1.状态机的优点
相对于switch case能够实现的一个完整流程,使用状态机的好处是架构更加清晰,在一个调用周期内可以完成不同“case”的切换,同时可以通过状态机函数中的形参传递期望的参数,避免了在switch case中标志位,全局变量满天飞的现象。
2.函数实现
首先我们在状态机系统中需要用到的参数包括:状态机识别符、事件类型、定时器的识别符、状态机形参数据类型以及定时器参数数据类型,下面给出需要用到的结构体定义
/*Time machine state variable struct*/
typedef enum AppSmState_Tag{
APP_STATE_PROCESS1,
APP_STATE_PROCESS2,
APP_STATE_PROCESS3
}AppSmState_ENUM;
/*Time machine event enum*/
typedef enum AppSmEvent_Tag{
APP_EVENT_INIT,
APP_EVENT_TIMEOUT,
APP_EVENT_MESSAGE
}AppSmEvent_ENUM;
/*Time machine timer enum*/
typedef enum AppSmTimer_Tag{
APP_TIMER_TIMER0,
APP_TIMER_TIMER1,
APP_TIMER_TIMER2,
APP_TIMER_TIMEREND
}AppSmTimer_ENUM;
/*Time machine data struct*/
typedef struct AppSmData_Tag{
AppSmEvent_ENUM Eventype;
union
{
AppSmTimer_ENUM AppTimer;
unsigned int MessageID;
}Data;
}AppSmData_ST;
/*Time machine timer struct*/
typedef struct AppSmTimeCnt_Tag{
BOOL bperiodic;
U16 Res;
U16 Cnt;
}AppSmTimer_ST;
其次,我们在状态机系统中涉及到的操作包括状态机初始化,定时器初始化,状态机切换,消息发送函数,开启定时器,关闭定时器,定时器管理函数,定时器超时函数,下面给出这些函数的定义:
/*state machine variable*/
AppSmState_ENUM app_estate;
AppSmData_ST app_edata;
AppSmTimer_ST app_etimer[APP_TIMER_TIMEREND];
U8 MsgSendFlag = 0;
/*************************************************
Function: int main(void)
Description: main function
Input: none
Output: none
Return: none
Others: none
*************************************************/
int main(void)
{
(void)AppTminit();
(void)AppSminit();
while(1)
{
AppTmProcess();
if(0u != MsgSendFlag)
{
AppSmMsg(MsgSendFlag);
MsgSendFlag = 0;
}
}
}
/*************************************************
Function: BOOL AppSm(AppSmData_ST appsmdata)

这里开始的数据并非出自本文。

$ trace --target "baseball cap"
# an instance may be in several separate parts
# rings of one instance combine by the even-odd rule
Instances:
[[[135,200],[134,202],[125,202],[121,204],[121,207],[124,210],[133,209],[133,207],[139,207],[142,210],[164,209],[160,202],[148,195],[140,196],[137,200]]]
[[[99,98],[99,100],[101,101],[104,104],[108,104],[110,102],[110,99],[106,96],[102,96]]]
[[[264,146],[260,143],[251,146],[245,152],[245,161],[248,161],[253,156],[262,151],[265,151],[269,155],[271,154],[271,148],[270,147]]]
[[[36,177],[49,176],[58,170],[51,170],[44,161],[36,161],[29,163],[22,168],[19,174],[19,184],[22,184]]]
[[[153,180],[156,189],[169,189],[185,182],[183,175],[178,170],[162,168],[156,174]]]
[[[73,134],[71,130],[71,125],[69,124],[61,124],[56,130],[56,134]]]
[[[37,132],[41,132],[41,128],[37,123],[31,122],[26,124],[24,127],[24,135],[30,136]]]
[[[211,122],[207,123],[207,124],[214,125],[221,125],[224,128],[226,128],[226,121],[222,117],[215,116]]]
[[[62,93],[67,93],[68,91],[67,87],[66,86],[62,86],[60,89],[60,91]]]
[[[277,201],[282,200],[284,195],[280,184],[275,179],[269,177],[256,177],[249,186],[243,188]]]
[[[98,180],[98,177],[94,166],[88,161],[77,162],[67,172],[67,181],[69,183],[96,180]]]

Description: state machine handle
Input: AppSmData_ST appsmdata
Output: none
Return: TRUE/FALSE
Others:
*************************************************/
BOOL AppSm(AppSmData_ST *appsmdata)
{
static AppSmState_ENUM ePrestate = app_estate;
BOOL ret = TRUE;
/*if state changes, event back to init,according to current state ,jump to corresponding state*/
do
{
if(ePrestate != app_estate)
{
appsmdata->Eventype = APP_EVENT_INIT;
}
else
{
/*do nothing*/
}
ePrestate = app_estate;
switch(ePrestate)
{
case APP_STATE_PROCESS1:
AppSmProcess1(appsmdata);
break;
case APP_STATE_PROCESS2:
AppSmProcess2(appsmdata);
break;
case APP_STATE_PROCESS3:
AppSmProcess3(appsmdata);
break;
default:
ret = FALSE;
printf("appstate wrong = %d\n",ePrestate);
break;
}
}
while((ePrestate != app_estate) &&(TRUE == ret));
return ret;
}
/*************************************************
Function: BOOL AppSmMsg(AppSmData_ST appsmdata)
Description: Msg handle
Input: AppSmData_ST appsmdata.data.messageid
Output: none
Return: TRUE/FALSE
Others:
*************************************************/
BOOL AppSmMsg(U16 MessageId)
{
BOOL ret = TRUE;
printf("send messageID = %u \n", MessageId);
switch(MessageId)
{
case 0:
{
memset(&app_edata, 0, sizeof(AppSmData_ST));
app_edata.Data.MessageID = MessageId;
app_edata.Eventype = APP_EVENT_MESSAGE;
ret = AppSm(&app_edata);
}
break;
case 1:
{
memset(&app_edata, 0, sizeof(AppSmData_ST));
app_edata.Data.MessageID = MessageId;
app_edata.Eventype = APP_EVENT_MESSAGE;
ret = AppSm(&app_edata);
}
break;
case 2:
{
memset(&app_edata, 0, sizeof(AppSmData_ST));
app_edata.Data.MessageID = MessageId;
app_edata.Eventype = APP_EVENT_MESSAGE;
ret = AppSm(&app_edata);
}
break;
case 3:
{
memset(&app_edata, 0, sizeof(AppSmData_ST));
app_edata.Data.MessageID = MessageId;
app_edata.Eventype = APP_EVENT_MESSAGE;
ret = AppSm(&app_edata);
}
break;
default:
ret = FALSE;
printf("MessageId wrong = %d\n",MessageId);
break;
}
return ret;
}
/*************************************************
Function: BOOL AppSmTimeout(AppSmData_ST appsmdata)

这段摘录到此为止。